Pour tenter d'apporter un brin d'originalité à une critique qui arrive après des millions d'autres (j'ai presque envie d'abandonner, c'est dire), je soulignerai des comparaisons entre ce film et le livre homonyme, les deux oeuvres ayant été écrites en même temps et chacune à la fois par Kubrick et Clarke (avec une influence plus forte du réalisateur pour le film et de l'écrivain pour le livre, bien entendu). A ma connaissance, c'est un cas pratiquement unique, deux oeuvres parallèles, c'est à dire qu'aucune des deux n'est l'adaptation de l'autre.
J'ai déjà dit ici tout le bien que je pense du livre: https://www.senscritique.com/livre/2001_L_Odyssee_de_l_espace/critique/8733796
Le film est cependant à voir une première fois avant, pour garder au moins un bref moment le mystère voulu par Kubrick, et une seconde fois après, ce qui permet aux images de prendre un nouveau sens.
A première vue, de la confrontation des deux, le film semble partir perdant. La précision scientifique de Clarke, qui confine à la hard-science, ne peut être traduite entièrement en images, même si elle reste présente à travers les formidables maquettes de vaisseaux et le respect presque inédit à Hollywood des règles physiques les plus basiques (le silence spatial, bordel !). Aucune voix-off n'est utilisée (et c'est tant mieux) et les dialogues eux-mêmes se révèlent somme toute bien rares, accentuant la perte du spectateur. Tout juste nous offre-t-on une astuce scénaristique sous forme d'interview télévisuelle pour comprendre qui est Hal, l'intelligence artificielle guidant le vaisseau Discovery One en direction de Jupiter.
Or l'apport scientifique de Clarke, loin d'être assommant, ouvrait les yeux du lecteur sur l'infini du cosmos, la solitude de l'homme et son insignifiance frôlant la mauvaise farce. Mais plutôt que d'offrir un film qui n'informerait le spectateur que de manière approximative, Kubrick va jusqu'au bout du concept. On regarde et on se tait.
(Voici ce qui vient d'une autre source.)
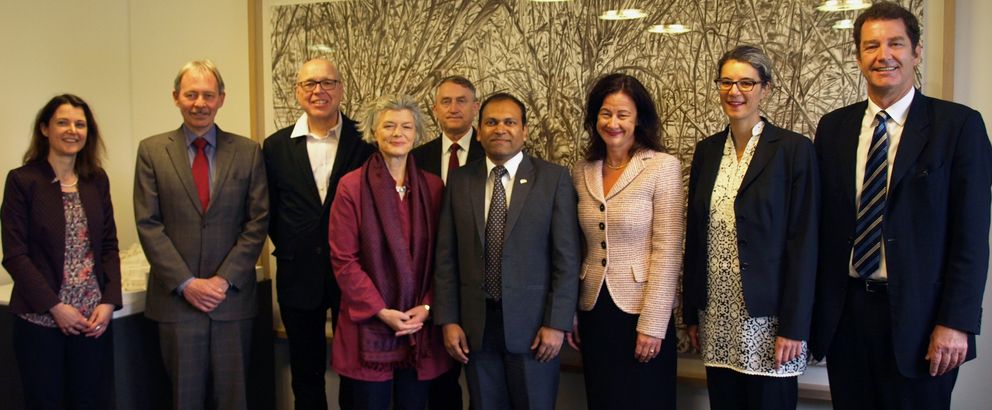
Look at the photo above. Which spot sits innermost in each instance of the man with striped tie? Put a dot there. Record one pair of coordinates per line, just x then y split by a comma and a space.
904, 259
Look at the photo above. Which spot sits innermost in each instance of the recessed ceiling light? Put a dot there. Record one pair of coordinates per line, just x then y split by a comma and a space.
623, 14
843, 5
669, 28
845, 24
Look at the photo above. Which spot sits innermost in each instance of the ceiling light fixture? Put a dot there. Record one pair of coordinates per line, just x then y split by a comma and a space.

Le cinéma est art du mouvement ? et bien bougez ! Dansez sur les ellipses cosmiques aussi sombres que muettes ! Le visuel devient message, l'épique et l'astrophysique, supports luxueux pour la fable métaphysique. Que ce soit à partir de tableaux à la symbolique géométrique (le cercle symbolise dans le film l'humanité et le rectangle ce qui lui est supérieur) ou de la valse des corps et des vaisseaux, 2001 offre un spectacle sensoriel tour à tour apaisant et galvanisant.
Dans cette optique, la désincarnation de Dave, le héros de la troisième partie, a du sens, même si j'avoue avoir personnellement du mal avec un personnage interprété de façon quasi-monolithique et dont on ne sait pratiquement rien. Mais pour Kubrick, Dave importe peu, il n'est qu'un avatar de l'humanité dans lequel n'importe qui est censé pouvoir se glisser (un peu comme ces personnages muets et en vue subjective dans certains jeux vidéo... mais là non plus ça ne marche pas pour moi).
Enfin, si les dernières minutes du film exposent parfaitement le message du film dans une grandiose ode mystique, avouons que le passage qui le précède est bien trop long et visuellement décevant par rapport au reste du film. Kubrick tente de résumer l'incroyable passage interdimensionnel de Clarke par des effets pyrotechniques, certes incroyables pour l'époque, et des images en négatif... Mouais.
Malgré tout, 2001 est un spectacle visionnaire avec lequel aucun space-opéra actuel ne peut soutenir la comparaison. Une orgie musicale et visuelle qui tire pleinement parti de son media et qui continuera à l'influencer tant qu'il y aura des rêves et des salles obscures.